Central America, Nicaragua

Granada and Masaya

3 Jul , 2015   Gallery

Granada and Masaya are quite touristic Nicaraguan cities. Granada well known for its colonial architecture and Masaya because of its artesian market. What I however love about all cities in Nicaragua are their local markets full of people selling tons of crap, fruits, vegetables but mainly tasty and cheap street food.

Granada

Our ride from Ometepe to Granada didn’t go according our plans. We caught the wrong bus which dropped us off on the highway couple of kilometres from the city. The bus was super expensive, mainly because of my big backpack and surfboard. Shit happens, lesson learnt. This would never happen on chicken bus.

We found very good hostel near centre and decided to taste some cheap local food. I personally didn’t like the city much. It was too touristic and I usually try to avoid places like this. I need to feel comfortable and this wasn’t the case of Granada. Maybe I still had my bad mood from San Juan del Sur. And so we decided to explore Masaya and Nindiri volcanos instead.

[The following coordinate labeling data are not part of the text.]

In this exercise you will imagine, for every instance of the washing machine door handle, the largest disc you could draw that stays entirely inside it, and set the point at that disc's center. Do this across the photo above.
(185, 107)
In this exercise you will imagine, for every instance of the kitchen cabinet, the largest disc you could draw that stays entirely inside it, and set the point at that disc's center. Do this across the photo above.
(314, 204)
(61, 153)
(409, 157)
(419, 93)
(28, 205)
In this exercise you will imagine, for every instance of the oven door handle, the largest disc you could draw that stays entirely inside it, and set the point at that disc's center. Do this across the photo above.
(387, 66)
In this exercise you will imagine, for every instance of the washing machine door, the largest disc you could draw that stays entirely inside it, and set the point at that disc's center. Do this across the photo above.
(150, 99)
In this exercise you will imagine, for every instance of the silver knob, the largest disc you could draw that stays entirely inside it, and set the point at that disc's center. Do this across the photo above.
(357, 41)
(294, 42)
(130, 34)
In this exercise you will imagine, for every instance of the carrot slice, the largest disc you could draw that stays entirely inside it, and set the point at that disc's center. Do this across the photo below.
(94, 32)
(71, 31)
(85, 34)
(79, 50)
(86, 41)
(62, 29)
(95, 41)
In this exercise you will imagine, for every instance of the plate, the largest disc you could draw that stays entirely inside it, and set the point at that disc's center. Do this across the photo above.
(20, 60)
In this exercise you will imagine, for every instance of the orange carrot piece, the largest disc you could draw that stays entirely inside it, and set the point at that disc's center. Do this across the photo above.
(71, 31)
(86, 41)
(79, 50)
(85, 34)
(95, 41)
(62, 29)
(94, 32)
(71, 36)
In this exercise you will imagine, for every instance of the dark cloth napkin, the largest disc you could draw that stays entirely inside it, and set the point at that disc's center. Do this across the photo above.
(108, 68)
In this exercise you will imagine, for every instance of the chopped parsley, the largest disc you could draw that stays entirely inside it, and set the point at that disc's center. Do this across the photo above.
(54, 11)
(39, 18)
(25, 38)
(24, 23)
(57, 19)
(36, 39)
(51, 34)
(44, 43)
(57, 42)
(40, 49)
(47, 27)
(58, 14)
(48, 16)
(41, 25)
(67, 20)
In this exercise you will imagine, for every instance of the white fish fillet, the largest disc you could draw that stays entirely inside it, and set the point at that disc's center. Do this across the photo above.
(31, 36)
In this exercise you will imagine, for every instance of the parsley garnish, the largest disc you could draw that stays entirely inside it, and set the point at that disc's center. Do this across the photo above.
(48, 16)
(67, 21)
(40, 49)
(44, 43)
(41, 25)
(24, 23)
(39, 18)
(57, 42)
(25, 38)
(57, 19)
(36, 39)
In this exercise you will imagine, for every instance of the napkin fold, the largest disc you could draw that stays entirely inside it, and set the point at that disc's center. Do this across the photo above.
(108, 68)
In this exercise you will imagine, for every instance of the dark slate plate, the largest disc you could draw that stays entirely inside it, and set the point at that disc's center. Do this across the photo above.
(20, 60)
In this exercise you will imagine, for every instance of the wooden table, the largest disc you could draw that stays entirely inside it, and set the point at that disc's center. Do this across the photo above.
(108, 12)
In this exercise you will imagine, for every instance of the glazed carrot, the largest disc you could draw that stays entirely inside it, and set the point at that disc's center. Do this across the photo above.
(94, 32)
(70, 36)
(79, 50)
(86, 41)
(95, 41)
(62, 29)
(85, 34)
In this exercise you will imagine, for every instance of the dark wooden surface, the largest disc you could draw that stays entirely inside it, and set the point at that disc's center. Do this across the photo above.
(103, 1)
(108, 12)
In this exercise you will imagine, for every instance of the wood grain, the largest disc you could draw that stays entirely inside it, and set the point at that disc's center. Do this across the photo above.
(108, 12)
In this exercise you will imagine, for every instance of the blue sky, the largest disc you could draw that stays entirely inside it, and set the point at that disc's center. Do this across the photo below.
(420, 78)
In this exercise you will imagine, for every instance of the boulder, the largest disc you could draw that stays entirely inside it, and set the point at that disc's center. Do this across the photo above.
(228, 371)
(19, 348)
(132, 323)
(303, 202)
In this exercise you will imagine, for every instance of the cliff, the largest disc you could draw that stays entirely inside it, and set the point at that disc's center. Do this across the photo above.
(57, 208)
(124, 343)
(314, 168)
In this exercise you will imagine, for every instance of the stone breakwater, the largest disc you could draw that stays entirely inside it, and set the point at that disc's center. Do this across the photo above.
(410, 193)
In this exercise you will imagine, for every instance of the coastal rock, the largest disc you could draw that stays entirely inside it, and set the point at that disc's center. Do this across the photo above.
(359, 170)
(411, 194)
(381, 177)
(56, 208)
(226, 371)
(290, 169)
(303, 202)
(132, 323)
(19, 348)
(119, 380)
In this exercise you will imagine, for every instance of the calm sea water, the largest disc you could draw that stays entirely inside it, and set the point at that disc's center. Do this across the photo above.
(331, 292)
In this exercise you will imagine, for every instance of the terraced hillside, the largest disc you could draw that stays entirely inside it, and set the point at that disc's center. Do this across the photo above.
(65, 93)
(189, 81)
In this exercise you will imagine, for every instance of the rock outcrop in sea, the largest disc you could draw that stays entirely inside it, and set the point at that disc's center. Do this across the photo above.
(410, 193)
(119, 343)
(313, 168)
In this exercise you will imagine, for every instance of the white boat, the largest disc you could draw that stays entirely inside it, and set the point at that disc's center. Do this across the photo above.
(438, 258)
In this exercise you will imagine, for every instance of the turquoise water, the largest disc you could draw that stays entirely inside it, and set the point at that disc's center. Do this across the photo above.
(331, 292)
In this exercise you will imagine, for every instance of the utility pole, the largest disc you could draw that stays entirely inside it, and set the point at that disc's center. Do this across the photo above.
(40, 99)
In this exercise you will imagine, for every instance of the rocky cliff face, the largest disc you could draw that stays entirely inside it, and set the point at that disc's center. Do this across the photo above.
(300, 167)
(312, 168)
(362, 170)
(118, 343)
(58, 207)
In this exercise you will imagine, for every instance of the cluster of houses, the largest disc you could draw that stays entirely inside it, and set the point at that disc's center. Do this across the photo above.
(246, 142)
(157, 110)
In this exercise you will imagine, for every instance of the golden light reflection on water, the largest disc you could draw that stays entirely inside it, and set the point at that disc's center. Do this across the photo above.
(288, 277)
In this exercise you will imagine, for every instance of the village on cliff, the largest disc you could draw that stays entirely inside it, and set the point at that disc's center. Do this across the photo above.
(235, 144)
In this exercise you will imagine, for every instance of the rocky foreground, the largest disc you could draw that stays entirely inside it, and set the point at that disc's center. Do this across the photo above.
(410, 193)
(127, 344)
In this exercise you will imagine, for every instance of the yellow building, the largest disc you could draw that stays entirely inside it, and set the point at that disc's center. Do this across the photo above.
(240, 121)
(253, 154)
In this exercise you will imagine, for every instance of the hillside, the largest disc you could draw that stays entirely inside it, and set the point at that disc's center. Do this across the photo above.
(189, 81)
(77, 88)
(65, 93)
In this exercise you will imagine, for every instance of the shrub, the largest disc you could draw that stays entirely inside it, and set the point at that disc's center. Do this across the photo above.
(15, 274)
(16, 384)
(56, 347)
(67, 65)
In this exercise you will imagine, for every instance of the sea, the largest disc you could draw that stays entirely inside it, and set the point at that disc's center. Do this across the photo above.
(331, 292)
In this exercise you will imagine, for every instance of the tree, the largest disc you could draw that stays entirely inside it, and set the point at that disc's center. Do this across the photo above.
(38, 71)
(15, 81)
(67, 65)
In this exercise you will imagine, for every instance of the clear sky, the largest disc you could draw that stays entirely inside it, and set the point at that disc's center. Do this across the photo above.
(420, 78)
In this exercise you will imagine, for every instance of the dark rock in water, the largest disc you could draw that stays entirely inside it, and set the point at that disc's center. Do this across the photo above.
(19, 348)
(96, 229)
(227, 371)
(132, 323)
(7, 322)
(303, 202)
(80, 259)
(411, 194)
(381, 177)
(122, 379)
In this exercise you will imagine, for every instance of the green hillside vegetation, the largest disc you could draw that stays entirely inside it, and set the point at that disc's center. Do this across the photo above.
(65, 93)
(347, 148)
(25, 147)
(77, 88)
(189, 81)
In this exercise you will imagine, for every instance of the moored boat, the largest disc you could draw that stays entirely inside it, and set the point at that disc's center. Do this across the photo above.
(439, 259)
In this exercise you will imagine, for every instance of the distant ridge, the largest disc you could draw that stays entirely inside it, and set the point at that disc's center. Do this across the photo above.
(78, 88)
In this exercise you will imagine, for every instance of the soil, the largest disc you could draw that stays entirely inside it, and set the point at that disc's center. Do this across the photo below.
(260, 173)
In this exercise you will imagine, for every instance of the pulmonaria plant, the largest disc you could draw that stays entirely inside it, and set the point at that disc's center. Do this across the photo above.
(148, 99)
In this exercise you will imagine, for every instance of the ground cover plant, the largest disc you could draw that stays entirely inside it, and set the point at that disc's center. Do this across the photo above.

Volcanos Masaya and Nindiri

Just a short ride from Granada the bus will stop you right in front of the entrance to national park. You have to pay 100 NIO and start walking up. They will even provide you a nice map.

It’s around 5 km which can be quite exhausting under the strong sun. But Nicaraguan rules are clear – we managed to hitchhike local ranger who took us all the way up.

Both volcanos and very close to each other and there are totally 5 craters. Masaya is not active but Nindiri is smoking like a Christmas chimney. It was not recommended to stay there more than 5 minutes. But who cares, right? I wanted my cool pictures.

Because Nindiri can blow up anytime some places around the crater were closed. And so we had our amazing lunch with epic view and I decided to hike around the Masaya crater. It was around 40 minutes and the views were simply spectacular.

This was definitely one of the coolest experience of my whole trip around central america. And to make it even more interesting we hitchhiked another car all the way back to Masaya where we wanted to check the local market. What a nice people. One of the women was originally from Nicaragua but had taught at Bielorussian university for 7 years. World is really a small place. We laughed so much when she said “moj boze”.

Masaya

I basically felt in love with Masaya. It’s much smaller than Granada and there are no tourists at all. They usually come just for couple of hours to visit the local artesian market (which is btw. really interesting and I bought my hammock over there for $11).

Besides that it was all about locals. We spent there just one afternoon but I came back 2 weeks later. There’s nothing much to do but the vibes are so good. For me it was all about chilling out on the main square, visiting local market (not artesian one) and enjoying the sunset above Laguna de Masaya.

I even experienced the craziest ride so far – on the back of the bus holding to the ladder.

As you can see, travelling doesn’t have to be just about following some paper guide books. It’s usually more rewarding to find you own way. Sometimes it works, sometimes not. But that’s what travelling is all about.